4/25/2009

Unicode Support in Flex

Flex/Yacc is widely used in programming language design and implementation projects, especially those projects that are from academic community. But it's a pity that many serious projects which need language compiling tasks don't use Flex even if they use Yacc. For example, Mysql use Yacc and a hand written lexer to do SQL parsing. One of the reasons is that the original Flex lacks Unicode support directly, which is unacceptable for software that aims to today's flat world.

A hot discussion with useful information on this problem can be found Here .

Although Flex doesn't have direct Unicode support, there are some solutions to this problem:

Solution 1 - Use Utf-8 Encoding

The basic idea is that by using utf-8 encoding, the source language code can be looked as a byte stream that is compatible with ASCII, with which current Flex works well.

For single Unicode character not in range regex expression, just substitute it with its utf-8 counterpart (most likely, multiple bytes sequence).
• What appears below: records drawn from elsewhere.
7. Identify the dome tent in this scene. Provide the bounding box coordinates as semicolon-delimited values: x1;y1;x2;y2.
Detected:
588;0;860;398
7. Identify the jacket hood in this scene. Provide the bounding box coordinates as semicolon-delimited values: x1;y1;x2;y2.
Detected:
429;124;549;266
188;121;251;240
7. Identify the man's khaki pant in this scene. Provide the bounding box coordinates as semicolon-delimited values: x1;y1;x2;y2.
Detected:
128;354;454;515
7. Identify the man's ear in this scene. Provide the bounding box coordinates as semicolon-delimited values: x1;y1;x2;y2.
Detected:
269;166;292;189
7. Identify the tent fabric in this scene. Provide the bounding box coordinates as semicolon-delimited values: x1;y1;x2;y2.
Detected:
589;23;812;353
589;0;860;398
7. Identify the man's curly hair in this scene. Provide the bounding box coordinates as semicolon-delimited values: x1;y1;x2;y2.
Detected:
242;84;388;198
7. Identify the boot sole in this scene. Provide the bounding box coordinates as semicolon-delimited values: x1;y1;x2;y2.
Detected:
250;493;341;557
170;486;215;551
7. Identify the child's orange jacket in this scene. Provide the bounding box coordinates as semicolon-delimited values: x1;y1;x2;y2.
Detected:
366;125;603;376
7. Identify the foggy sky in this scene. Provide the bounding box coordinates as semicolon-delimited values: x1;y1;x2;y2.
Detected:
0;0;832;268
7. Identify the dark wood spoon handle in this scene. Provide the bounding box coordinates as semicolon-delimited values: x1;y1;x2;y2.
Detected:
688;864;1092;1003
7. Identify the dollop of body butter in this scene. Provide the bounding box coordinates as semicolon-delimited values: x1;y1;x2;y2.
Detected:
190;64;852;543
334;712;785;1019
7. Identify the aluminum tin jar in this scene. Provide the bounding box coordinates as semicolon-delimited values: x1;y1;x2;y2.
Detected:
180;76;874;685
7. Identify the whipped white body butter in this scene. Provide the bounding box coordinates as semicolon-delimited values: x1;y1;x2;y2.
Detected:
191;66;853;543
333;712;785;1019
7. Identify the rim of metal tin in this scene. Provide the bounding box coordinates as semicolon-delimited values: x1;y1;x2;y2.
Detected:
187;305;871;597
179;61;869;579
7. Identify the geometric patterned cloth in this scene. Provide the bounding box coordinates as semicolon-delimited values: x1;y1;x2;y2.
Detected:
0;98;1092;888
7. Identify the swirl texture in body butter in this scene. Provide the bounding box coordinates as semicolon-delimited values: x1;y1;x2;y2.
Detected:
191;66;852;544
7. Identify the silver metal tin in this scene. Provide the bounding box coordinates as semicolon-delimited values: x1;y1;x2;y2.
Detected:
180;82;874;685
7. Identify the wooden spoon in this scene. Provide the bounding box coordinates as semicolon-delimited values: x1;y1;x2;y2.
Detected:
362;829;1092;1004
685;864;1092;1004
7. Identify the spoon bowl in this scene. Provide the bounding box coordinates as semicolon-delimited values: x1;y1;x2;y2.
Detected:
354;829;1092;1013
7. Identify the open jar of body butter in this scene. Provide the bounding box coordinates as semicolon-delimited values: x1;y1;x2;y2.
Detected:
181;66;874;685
For unicode character range regex expression, you may need rewrite it into several regex expressions using explicit byte values (such as: \x1f, \xa5)

Let's see some concrete example:

1. Suppose you plan to use Chinese word "转移" as language keyword for branch statement, you can write the rule as:
"\xe8\xbd\xac\xe7\xa7\xbb" { return KW_BRANCH; }
Here, "e8 bd ac e7 a7 bb" is utf-8 representation of "转移".

2. Suppose you plan do define the Unicode version of Any Char (as '.' in ansi version), that is to say define chars in range: '\u0000' - '\uffff' as a name UniAnyChar , you can write the rule as:

UniAnyChar [\0-\x7F] | [\xC2-\xDF][\x80-\xBF] | \xE0[\xA0-\xBF][\x80-\xBF] | [\xE1-\xEF][\x80-\xBF][\x80-\xBF]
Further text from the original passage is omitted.